Here’s an example batch script that does option 1), nodes first:
#!/bin/bash
#SBATCH -J my_muscle3_job
#SBATCH --time=1:00:00
#SBATCH --nodes=4
#SBATCH --ntasks-per-node=16
. /path/to/muscle3-venv/bin/activate
muscle_manager --start-all model.ymmsl
In this case, we’re assuming that each node has 16 cores available, and we tell SLURM that we’ll use all of them.

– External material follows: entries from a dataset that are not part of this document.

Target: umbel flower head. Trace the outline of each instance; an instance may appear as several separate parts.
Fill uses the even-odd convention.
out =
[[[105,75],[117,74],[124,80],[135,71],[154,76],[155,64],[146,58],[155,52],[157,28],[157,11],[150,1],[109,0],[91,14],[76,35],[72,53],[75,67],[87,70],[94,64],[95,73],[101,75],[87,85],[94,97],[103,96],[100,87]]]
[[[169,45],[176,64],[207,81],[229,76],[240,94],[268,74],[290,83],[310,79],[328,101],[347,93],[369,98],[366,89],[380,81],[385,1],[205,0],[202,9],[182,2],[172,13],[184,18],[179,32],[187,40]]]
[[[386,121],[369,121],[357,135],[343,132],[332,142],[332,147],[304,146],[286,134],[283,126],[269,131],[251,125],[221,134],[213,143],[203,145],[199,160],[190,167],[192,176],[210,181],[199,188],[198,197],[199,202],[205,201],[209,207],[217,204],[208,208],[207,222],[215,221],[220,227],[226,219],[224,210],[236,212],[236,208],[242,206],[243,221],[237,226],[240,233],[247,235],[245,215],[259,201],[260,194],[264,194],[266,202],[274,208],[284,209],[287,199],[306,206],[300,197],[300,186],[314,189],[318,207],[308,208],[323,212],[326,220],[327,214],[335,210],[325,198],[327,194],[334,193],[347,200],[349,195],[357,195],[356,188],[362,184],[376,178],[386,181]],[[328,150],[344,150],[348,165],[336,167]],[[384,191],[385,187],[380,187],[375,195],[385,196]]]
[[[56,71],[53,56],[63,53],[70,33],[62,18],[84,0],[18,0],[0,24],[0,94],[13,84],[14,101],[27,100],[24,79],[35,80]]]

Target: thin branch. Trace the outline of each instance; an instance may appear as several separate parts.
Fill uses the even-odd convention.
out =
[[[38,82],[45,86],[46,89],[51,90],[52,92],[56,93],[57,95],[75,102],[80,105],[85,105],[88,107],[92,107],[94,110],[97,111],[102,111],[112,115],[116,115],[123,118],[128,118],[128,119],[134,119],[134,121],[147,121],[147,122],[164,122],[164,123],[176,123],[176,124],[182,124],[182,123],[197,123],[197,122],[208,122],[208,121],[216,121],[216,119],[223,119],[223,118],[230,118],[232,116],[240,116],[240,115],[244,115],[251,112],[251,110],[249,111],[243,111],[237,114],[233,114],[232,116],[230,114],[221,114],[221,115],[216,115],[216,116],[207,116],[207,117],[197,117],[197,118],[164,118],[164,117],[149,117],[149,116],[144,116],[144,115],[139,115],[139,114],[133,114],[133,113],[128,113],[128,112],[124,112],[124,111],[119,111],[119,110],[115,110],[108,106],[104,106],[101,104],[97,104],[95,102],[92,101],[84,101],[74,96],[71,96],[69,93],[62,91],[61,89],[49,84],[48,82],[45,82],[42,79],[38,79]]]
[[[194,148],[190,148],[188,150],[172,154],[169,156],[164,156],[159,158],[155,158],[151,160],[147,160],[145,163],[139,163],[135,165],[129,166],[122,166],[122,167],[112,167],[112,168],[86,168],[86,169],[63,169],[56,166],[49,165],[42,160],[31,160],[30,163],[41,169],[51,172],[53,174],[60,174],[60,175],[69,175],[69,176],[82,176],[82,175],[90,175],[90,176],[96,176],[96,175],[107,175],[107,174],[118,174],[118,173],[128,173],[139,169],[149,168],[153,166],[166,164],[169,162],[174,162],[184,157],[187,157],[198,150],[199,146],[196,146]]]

Whether that actually happens depends on the MUSCLE3 configuration, but this way at least all of them will be available to MUSCLE3.

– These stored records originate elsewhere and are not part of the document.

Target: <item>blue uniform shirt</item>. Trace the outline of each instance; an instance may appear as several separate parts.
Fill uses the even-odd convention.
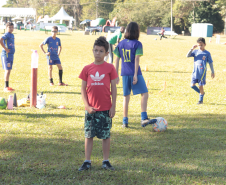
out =
[[[48,37],[44,40],[43,44],[48,45],[48,52],[50,52],[50,56],[47,56],[47,59],[50,60],[60,60],[58,56],[58,47],[61,46],[60,39],[56,37],[54,40],[53,37]]]
[[[6,48],[10,49],[9,53],[6,53],[5,49],[2,48],[2,56],[6,56],[7,58],[13,58],[13,55],[15,53],[15,45],[14,45],[14,35],[12,33],[5,33],[2,38],[3,44]]]
[[[192,73],[193,79],[204,80],[207,71],[207,62],[213,62],[210,52],[204,50],[194,50],[190,57],[194,57],[194,71]]]
[[[124,39],[114,50],[114,54],[122,59],[121,76],[133,76],[135,72],[135,57],[143,55],[143,47],[138,40]],[[140,66],[137,75],[142,75]]]

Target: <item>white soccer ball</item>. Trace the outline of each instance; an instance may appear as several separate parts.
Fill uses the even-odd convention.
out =
[[[152,125],[153,129],[155,132],[163,132],[167,129],[168,123],[167,121],[162,118],[162,117],[158,117],[156,118],[157,122],[155,124]]]

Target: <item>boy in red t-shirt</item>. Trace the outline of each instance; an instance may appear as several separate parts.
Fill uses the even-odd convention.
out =
[[[108,42],[99,37],[93,46],[94,62],[83,68],[79,78],[82,79],[82,99],[85,104],[85,158],[79,171],[91,168],[91,152],[93,138],[103,139],[102,168],[114,170],[108,157],[110,153],[110,129],[116,107],[116,79],[115,67],[106,63],[104,57],[108,55]],[[112,101],[111,101],[112,99]]]

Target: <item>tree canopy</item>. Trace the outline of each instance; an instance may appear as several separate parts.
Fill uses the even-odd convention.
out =
[[[170,26],[170,0],[8,0],[5,7],[36,8],[37,15],[56,14],[63,6],[75,18],[75,24],[84,19],[112,19],[119,25],[138,22],[142,31],[148,26]],[[212,23],[214,32],[224,29],[225,0],[181,1],[173,0],[173,24],[177,33],[188,31],[192,23]]]

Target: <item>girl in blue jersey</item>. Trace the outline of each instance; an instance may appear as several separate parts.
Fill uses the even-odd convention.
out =
[[[62,46],[61,46],[61,42],[60,39],[57,36],[58,33],[58,27],[57,26],[53,26],[52,27],[52,36],[48,37],[44,40],[44,42],[42,42],[40,44],[40,48],[42,49],[43,53],[46,55],[47,58],[47,63],[49,65],[49,80],[50,80],[50,86],[53,86],[53,78],[52,78],[52,70],[53,70],[53,65],[56,65],[59,69],[59,86],[67,86],[67,84],[65,84],[62,81],[63,78],[63,68],[61,65],[61,61],[60,61],[60,53],[62,51]],[[43,46],[44,45],[48,45],[48,52],[45,52]]]
[[[213,69],[213,60],[211,58],[210,52],[205,50],[206,41],[204,38],[200,37],[197,40],[197,45],[194,45],[192,49],[187,54],[187,57],[194,57],[194,70],[192,73],[191,80],[191,88],[194,89],[197,93],[199,93],[199,102],[198,104],[203,104],[204,98],[204,88],[203,86],[206,84],[206,71],[207,71],[207,63],[210,65],[211,69],[211,77],[214,78],[214,69]],[[194,50],[198,47],[198,50]],[[195,85],[199,84],[199,88]]]
[[[15,53],[14,35],[13,35],[14,25],[12,22],[6,24],[6,33],[0,38],[0,44],[2,46],[2,67],[5,70],[5,88],[4,92],[12,92],[14,89],[9,87],[9,77],[13,67],[13,59]]]
[[[141,126],[153,124],[157,120],[148,119],[147,102],[148,89],[139,66],[140,56],[143,55],[142,43],[138,41],[140,29],[136,22],[131,22],[126,28],[125,39],[114,50],[116,55],[115,68],[118,73],[121,58],[121,76],[123,80],[123,127],[128,127],[128,105],[131,90],[133,95],[141,94]],[[119,78],[117,84],[119,83]]]

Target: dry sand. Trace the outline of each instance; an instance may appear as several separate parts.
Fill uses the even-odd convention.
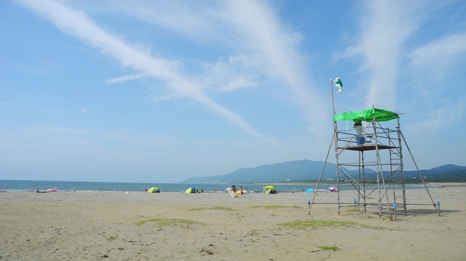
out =
[[[466,260],[466,187],[406,191],[407,215],[315,204],[304,193],[0,193],[1,260]],[[319,193],[316,203],[336,203]],[[352,202],[352,192],[341,193]],[[374,200],[373,202],[375,202]],[[229,208],[223,209],[222,208]],[[148,221],[168,219],[171,225]],[[353,227],[289,228],[318,219]],[[189,221],[189,223],[177,221]],[[320,247],[336,246],[336,251]]]

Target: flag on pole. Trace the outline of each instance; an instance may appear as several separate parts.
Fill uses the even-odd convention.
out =
[[[343,83],[341,83],[341,81],[340,81],[340,79],[337,77],[335,79],[335,85],[338,87],[338,90],[335,94],[337,94],[340,92],[341,92],[341,90],[343,89]]]

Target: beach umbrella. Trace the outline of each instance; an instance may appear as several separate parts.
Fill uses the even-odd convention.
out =
[[[159,188],[157,188],[157,187],[153,187],[151,189],[148,189],[147,192],[150,193],[159,193],[160,192],[160,189],[159,189]]]
[[[189,188],[186,189],[186,193],[196,193],[196,189],[195,188]]]
[[[266,194],[276,194],[276,188],[274,186],[266,186],[263,187],[262,193]]]

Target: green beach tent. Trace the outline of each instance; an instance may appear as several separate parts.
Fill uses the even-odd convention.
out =
[[[159,189],[159,188],[157,188],[157,187],[153,187],[151,189],[148,189],[147,192],[150,193],[160,193],[160,189]]]
[[[276,188],[274,186],[266,186],[263,187],[262,193],[266,194],[276,194]]]
[[[194,188],[189,188],[189,189],[186,189],[185,192],[187,193],[198,193],[197,189],[196,189]]]

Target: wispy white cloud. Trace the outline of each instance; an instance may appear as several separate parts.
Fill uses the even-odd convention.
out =
[[[177,70],[177,61],[152,57],[146,51],[130,46],[121,39],[103,31],[83,12],[73,10],[62,2],[51,0],[40,2],[24,0],[22,2],[64,32],[100,49],[104,54],[118,59],[123,66],[164,81],[166,86],[176,95],[193,98],[205,105],[213,113],[229,119],[246,133],[270,140],[256,132],[241,117],[213,101],[203,92],[205,86],[190,81],[189,78],[179,72]]]
[[[393,109],[397,100],[397,77],[403,44],[419,23],[419,2],[367,1],[361,11],[359,42],[348,47],[343,57],[362,55],[360,72],[367,71],[366,107]]]
[[[116,77],[116,78],[109,79],[108,80],[105,81],[105,83],[107,83],[107,85],[120,83],[123,83],[123,82],[129,81],[138,80],[138,79],[148,77],[149,75],[150,75],[150,74],[146,72],[146,73],[137,73],[137,74],[131,74],[131,75],[120,76],[120,77]]]
[[[414,49],[411,66],[433,79],[441,79],[445,71],[466,57],[466,33],[446,36]]]
[[[456,103],[445,101],[439,109],[432,111],[428,111],[424,118],[425,121],[409,125],[408,130],[419,133],[419,130],[423,130],[423,132],[426,134],[443,131],[449,126],[457,122],[458,119],[463,118],[465,102],[465,98]]]

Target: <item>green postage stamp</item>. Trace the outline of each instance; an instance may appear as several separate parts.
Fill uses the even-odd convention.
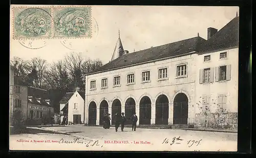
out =
[[[13,38],[77,38],[92,37],[90,6],[14,7]]]
[[[52,36],[51,8],[14,8],[14,39],[51,38]]]
[[[91,38],[91,7],[54,8],[54,38]]]

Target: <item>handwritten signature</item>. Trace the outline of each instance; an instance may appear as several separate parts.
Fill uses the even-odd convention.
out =
[[[172,145],[174,143],[175,143],[176,144],[180,144],[181,143],[181,142],[183,141],[184,141],[184,140],[180,138],[180,136],[178,138],[174,137],[170,141],[169,141],[169,139],[168,139],[167,138],[165,138],[163,140],[162,144],[169,144],[169,142],[170,142],[169,143],[170,145]],[[196,145],[197,146],[200,144],[200,142],[202,141],[202,140],[200,140],[199,141],[194,140],[189,140],[187,142],[187,145],[188,145],[188,147],[190,147],[193,145]]]
[[[76,138],[74,139],[73,141],[65,141],[63,138],[61,138],[59,141],[58,143],[59,144],[85,144],[87,147],[89,147],[89,146],[99,146],[100,145],[99,143],[99,141],[92,141],[90,140],[88,143],[84,143],[83,141],[81,141],[80,139],[78,138]],[[101,145],[101,147],[103,147],[103,145]]]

Note that this number 16 should match what you passed to the –cores-per-node option of muscle3 resources above, and 4 would be the number of nodes it told you it would need.
To set up the same job using tasks, option 2), you could do this:
#!/bin/bash
#SBATCH -J my_muscle3_job
#SBATCH --time=1:00:00
#SBATCH --ntasks=64
. /path/to/muscle3-venv/bin/activate
muscle_manager --start-all model.ymmsl
Assuming that SLURM has been configured with 16 so-called slots per node, it will then give you 64 / 16 = 4 nodes with all cores available.
If the MUSCLE3 manager complains about oversubscribing in the log file, then something went wrong and you did not get enough resources. MUSCLE3 will still try to run the simulation for you, but different model instances will likely end up trying to use the same cores at the same time, which will cost performance.
The manager logs which resources it detected, any discrepancies between what SLURM claims we got and what we actually have access to, and which instances it assigned to which cores, which will hopefully help solve the problem. (You can use –log-level DEBUG to get more details.)
Hyperthreading
Hyperthreading, or symmetric multithreading (SMT) to use the generic term, is a hardware feature that allows multiple processes to share a core more efficiently. It does not really add more compute resources however, and using it may speed up a simulation, but can also slow it down. In practice the performance difference is typically somewhere between -30% and +30%, and predicting in advance whether it will help or hurt is impossible even for experts (as usual with this kind of low-level optimisation).
MUSCLE3 currently assigns a full core to each thread or MPI process, regardless of whether the hardware supports SMT and whether it is enabled. (Note that this has changed: versions 0.7.2 and earlier would assign hardware threads if available and whole cores if not.)
We could add support for hyperthreading on a per-component basis in the future however, if there is a need (as well as other granularities like sockets or NUMA domains). Please make an issue on GitHub if you’d like to see this, so that we know someone is interested.